Friends and neighbours of Alan Henning, the taxi driver turned aid worker who is thought to have been murdered by Isis militants, have tied yellow ribbons around his home town in a show of solidarity.
When Henning's capture was first made public the ribbons in Eccles, greater Manchester, read “free Alan”. This morning they read “RIP”.
Those who knew Henning, 47, have paid tribute to his bravery, while his family said they were "numb with grief" in a statement released on Saturday. Henning's wife, Barbara and children Lucy and Adam, said they were "devastated" by his death.
On behalf of the entire family, I want to thank everyone who campaigned for Alan’s release, who held vigils to pray for his safe return, and who condemned those who took him,
Your efforts were a great support to us, and we take comfort in knowing how many people stood beside us in hoping for the best. Alan was a decent, caring human being. His interest was in the welfare of others. He will be remembered for this and we as a family are extremely proud of him and what he achieved and the people he helped. We now need time to come to terms with our loss.
His nephew Stuart tweeted: “RIP uncle Alan you are and will always be my hero love you.”

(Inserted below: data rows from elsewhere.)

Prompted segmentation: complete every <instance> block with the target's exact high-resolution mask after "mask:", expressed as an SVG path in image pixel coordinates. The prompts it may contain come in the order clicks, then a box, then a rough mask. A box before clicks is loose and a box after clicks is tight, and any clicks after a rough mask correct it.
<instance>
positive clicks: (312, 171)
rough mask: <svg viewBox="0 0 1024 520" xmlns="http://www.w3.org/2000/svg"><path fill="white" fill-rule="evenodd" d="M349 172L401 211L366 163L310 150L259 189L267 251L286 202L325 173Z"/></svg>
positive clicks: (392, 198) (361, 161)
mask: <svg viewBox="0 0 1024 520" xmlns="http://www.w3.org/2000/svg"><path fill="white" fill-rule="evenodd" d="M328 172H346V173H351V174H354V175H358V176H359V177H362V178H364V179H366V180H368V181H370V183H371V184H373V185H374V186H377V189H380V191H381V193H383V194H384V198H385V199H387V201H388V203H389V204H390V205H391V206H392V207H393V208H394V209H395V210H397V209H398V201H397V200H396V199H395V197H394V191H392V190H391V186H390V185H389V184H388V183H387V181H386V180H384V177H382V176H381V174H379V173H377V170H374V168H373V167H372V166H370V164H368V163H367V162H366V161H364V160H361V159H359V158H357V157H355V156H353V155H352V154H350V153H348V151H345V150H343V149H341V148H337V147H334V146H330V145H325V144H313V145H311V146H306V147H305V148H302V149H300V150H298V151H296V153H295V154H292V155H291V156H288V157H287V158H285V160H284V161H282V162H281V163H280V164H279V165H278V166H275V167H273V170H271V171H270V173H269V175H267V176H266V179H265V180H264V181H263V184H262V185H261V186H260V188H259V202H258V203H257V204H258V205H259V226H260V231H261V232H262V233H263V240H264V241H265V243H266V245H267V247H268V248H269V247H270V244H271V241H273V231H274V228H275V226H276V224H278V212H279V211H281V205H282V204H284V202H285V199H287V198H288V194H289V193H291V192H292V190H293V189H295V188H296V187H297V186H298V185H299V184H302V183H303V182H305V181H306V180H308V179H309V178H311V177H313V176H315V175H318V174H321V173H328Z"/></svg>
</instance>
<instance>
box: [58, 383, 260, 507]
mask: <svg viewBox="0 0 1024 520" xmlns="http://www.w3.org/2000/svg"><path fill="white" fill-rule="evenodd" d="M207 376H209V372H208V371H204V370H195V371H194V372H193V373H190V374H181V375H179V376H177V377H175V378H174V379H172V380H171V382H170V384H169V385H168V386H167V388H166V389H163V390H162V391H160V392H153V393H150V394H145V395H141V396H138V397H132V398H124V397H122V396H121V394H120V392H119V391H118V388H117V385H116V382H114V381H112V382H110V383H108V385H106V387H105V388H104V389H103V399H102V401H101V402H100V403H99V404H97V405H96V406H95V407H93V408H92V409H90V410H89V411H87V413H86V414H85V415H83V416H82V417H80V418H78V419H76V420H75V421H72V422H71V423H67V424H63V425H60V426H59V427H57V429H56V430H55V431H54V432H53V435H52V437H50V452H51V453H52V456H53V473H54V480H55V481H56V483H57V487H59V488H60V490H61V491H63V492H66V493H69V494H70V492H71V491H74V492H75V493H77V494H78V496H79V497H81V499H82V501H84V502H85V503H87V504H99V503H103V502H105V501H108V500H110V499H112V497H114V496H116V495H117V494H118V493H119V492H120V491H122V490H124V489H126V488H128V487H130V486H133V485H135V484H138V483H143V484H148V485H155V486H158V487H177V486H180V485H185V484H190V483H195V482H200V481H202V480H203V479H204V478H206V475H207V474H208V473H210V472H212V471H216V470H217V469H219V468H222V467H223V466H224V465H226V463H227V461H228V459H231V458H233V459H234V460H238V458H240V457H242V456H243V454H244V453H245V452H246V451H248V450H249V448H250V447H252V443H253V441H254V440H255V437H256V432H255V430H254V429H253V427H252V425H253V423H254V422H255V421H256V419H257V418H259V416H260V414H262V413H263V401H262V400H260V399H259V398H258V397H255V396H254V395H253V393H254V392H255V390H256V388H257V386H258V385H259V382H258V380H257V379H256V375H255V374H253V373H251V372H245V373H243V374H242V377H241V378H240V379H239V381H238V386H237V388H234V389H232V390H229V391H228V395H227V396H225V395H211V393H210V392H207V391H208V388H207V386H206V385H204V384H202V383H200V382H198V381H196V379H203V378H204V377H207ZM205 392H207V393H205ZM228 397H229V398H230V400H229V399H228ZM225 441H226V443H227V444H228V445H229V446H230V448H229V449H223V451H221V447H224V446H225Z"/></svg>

Orlando Napolitano, who runs a cafe frequented by Mr Henning when he worked as a taxi driver said he last saw Alan just before he left for Syria.
I asked him 'why are you doing that?' and he said 'because I want to. It will make me happy'. I broke down when I heard the news this morning. I really thought he was coming home. He was a special man.
And Mike Hyde, a former cab driver who worked with Mr Henning told the BBC:
I am just heartbroken - I can't speak, really. He was just doing his best, you know? He was just a nice ordinary man, making a living like all of us. I've never heard him say a bad word about anybody."